Nach einer etwa zehnminütigen Pause, in welcher sowohl der Geschäftsführer als auch der spätere Prozessbevollmächtigte anwesend waren, unterzeichnete die Klägerin den von der Beklagten vorbereiteten Aufhebungsvertrag. Dieser sah unter anderem eine einvernehmliche Beendigung des Arbeitsverhältnisses zum 30.11.2019 vor. Hinzu kamen aber noch weitere Klauseln: Weiterhin sah der Arbeitsvertrag die Erteilung eines qualifizierten Zeugnisses vor und er sollte die Arbeitnehmerin weiterhin zum Stillschweigen über vertrauliche Angelegenheiten verpflichten. Eine Abfindung war hingegen nicht vorgesehen, allerdings eine umfassende Erledigungsklausel. Die Klägerin focht den Aufhebungsvertrag mit Erklärung vom 29. November 2019 wegen widerrechtlicher Drohung an. Mit ihrer Klage machte die Klägerin den Fortbestand des Arbeitsverhältnisses über den 30. November 2019 hinaus geltend. Sie hat behauptet, ihr sei für den Fall der Nichtunterzeichnung des Aufhebungsvertrags die Erklärung einer außerordentlichen Kündigung sowie die Erstattung einer Strafanzeige in Aussicht gestellt worden. Ihrer Bitte, eine längere Bedenkzeit zu erhalten und Rechtsrat einholen zu können, sei nicht entsprochen worden. Damit habe die Beklagte, so die Klägerin, gegen das Gebot fairen Verhandelns verstoßen. Das Arbeitsgericht hat der Klage stattgegeben, während das Landesarbeitsgericht sie auf die Berufung der Beklagten abgewiesen hat.

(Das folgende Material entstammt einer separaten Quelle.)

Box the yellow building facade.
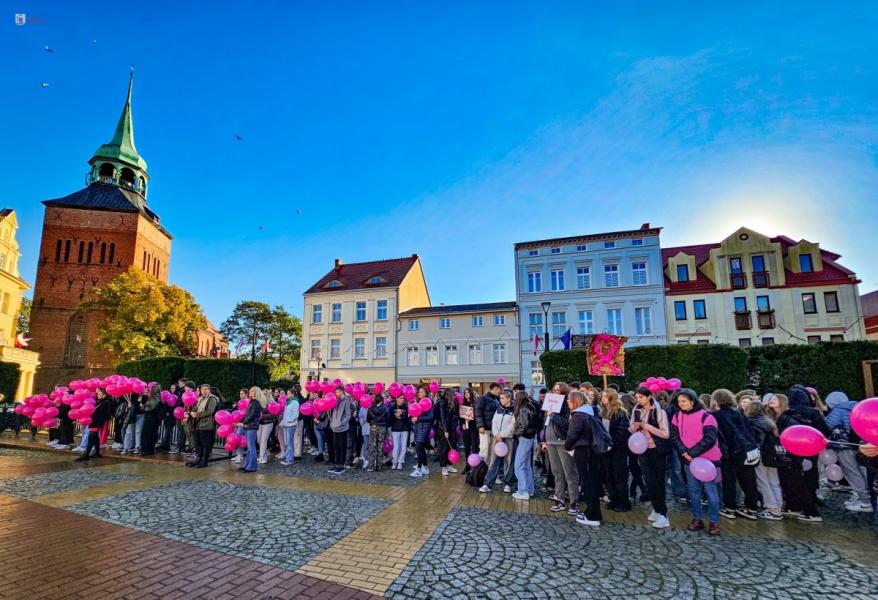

Die Revision der Klägerin blieb ohne Erfolg. Auch wenn der von der Klägerin geschilderte Gesprächsverlauf zu ihren Gunsten unterstellt wird, fehlt es an der Widerrechtlichkeit der behaupteten Drohung. Denn die Drohung mit einer Strafanzeige zum Zwecke des Abschlusses eines Aufhebungsvertrages ist jedenfalls dann nicht widerrechtlich, wenn die zur Anzeige zu bringende Straftat zugleich eine Vertragspflichtverletzung von solchem Gewicht darstellt, dass ein verständiger Arbeitgeber eine den Regelungen des Aufhebungsvertrages in etwa entsprechende Kündigung ernsthaft in Betracht ziehen durfte.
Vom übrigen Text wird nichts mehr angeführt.